Horn

Erstellt am 02. März 2017, 03:14

von Thomas Weikertschläger

Medizinische Informatik: Fortschritt aus der Region. Im Landesklinikum Horn wurde PACS-System präsentiert, das Transfer radiologischer Daten und Röntgenbilder zwischen Kliniken ermöglichen soll.
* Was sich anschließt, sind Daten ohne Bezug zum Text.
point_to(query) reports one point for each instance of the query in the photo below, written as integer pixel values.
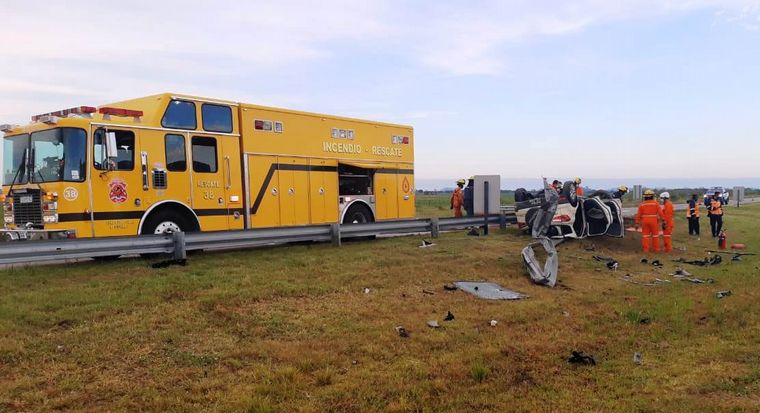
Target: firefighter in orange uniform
(578, 187)
(648, 217)
(457, 199)
(668, 223)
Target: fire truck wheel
(165, 222)
(358, 214)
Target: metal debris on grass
(426, 244)
(433, 324)
(578, 357)
(489, 291)
(722, 294)
(637, 357)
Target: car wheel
(568, 191)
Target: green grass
(290, 329)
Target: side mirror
(111, 145)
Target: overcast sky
(595, 88)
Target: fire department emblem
(117, 191)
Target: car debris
(696, 280)
(426, 244)
(450, 287)
(578, 357)
(637, 358)
(489, 291)
(680, 273)
(715, 260)
(722, 294)
(548, 274)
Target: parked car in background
(724, 195)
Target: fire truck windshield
(13, 158)
(58, 155)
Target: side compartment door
(264, 193)
(323, 191)
(232, 185)
(405, 178)
(208, 180)
(386, 194)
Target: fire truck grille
(27, 207)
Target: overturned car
(575, 216)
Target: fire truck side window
(204, 154)
(179, 114)
(176, 158)
(216, 118)
(125, 150)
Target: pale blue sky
(599, 89)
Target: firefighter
(578, 187)
(647, 217)
(622, 190)
(716, 214)
(692, 214)
(457, 199)
(469, 197)
(668, 223)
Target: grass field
(290, 329)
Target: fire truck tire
(358, 213)
(166, 221)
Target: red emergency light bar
(79, 110)
(120, 112)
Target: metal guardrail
(177, 244)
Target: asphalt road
(631, 211)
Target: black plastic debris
(695, 280)
(168, 263)
(722, 294)
(426, 243)
(715, 260)
(680, 273)
(579, 358)
(474, 232)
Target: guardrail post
(335, 234)
(178, 239)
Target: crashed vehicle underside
(575, 217)
(548, 214)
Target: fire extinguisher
(722, 240)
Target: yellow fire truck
(168, 162)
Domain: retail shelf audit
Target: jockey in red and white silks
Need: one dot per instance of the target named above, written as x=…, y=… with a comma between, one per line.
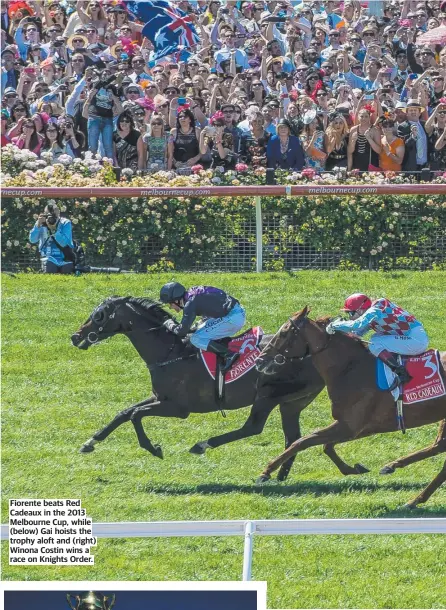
x=396, y=330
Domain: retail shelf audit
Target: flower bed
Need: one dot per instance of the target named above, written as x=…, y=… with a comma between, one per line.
x=219, y=233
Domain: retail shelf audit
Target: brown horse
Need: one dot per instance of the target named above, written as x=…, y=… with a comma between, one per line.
x=359, y=408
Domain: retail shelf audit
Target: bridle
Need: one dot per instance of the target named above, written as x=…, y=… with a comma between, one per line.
x=280, y=359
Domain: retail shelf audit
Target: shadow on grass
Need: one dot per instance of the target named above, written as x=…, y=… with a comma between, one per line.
x=315, y=488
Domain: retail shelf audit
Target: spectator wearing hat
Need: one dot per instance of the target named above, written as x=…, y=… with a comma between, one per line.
x=100, y=106
x=155, y=141
x=414, y=136
x=128, y=145
x=10, y=75
x=392, y=147
x=364, y=143
x=336, y=141
x=183, y=149
x=313, y=140
x=436, y=128
x=29, y=138
x=254, y=141
x=284, y=151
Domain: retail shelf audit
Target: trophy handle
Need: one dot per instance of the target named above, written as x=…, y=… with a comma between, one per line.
x=76, y=597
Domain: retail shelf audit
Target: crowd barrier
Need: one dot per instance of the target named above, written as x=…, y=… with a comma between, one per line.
x=262, y=229
x=251, y=528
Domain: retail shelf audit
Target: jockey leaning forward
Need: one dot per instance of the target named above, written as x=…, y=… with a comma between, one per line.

Stellten das neue Radiologie-Kommunikationsinstrument PACS vor: Martin Breitenseher, Ärztlicher Leiter am Landesklinikum Horn, Landesrat Karl Wilfing und Michael Stockhammer, CEO GE DACH.  |  NOEN, Thomas Weikertschläger

Das Waldviertel als Silicon Valley der medizinischen Entwicklung? Mit dem Aufbau eines neuen Radiologie-Kommunikationsinstruments (PACS) haben die Waldviertler Landeskliniken laut Landesrat Karl Wilfing zumindest einen Schritt in diese Richtung gesetzt. Mit diesem System soll die Arbeit der Mediziner erleichtert und effizienter werden, zudem soll es Patienten Vorteile bringen und obendrein Kosten sparen.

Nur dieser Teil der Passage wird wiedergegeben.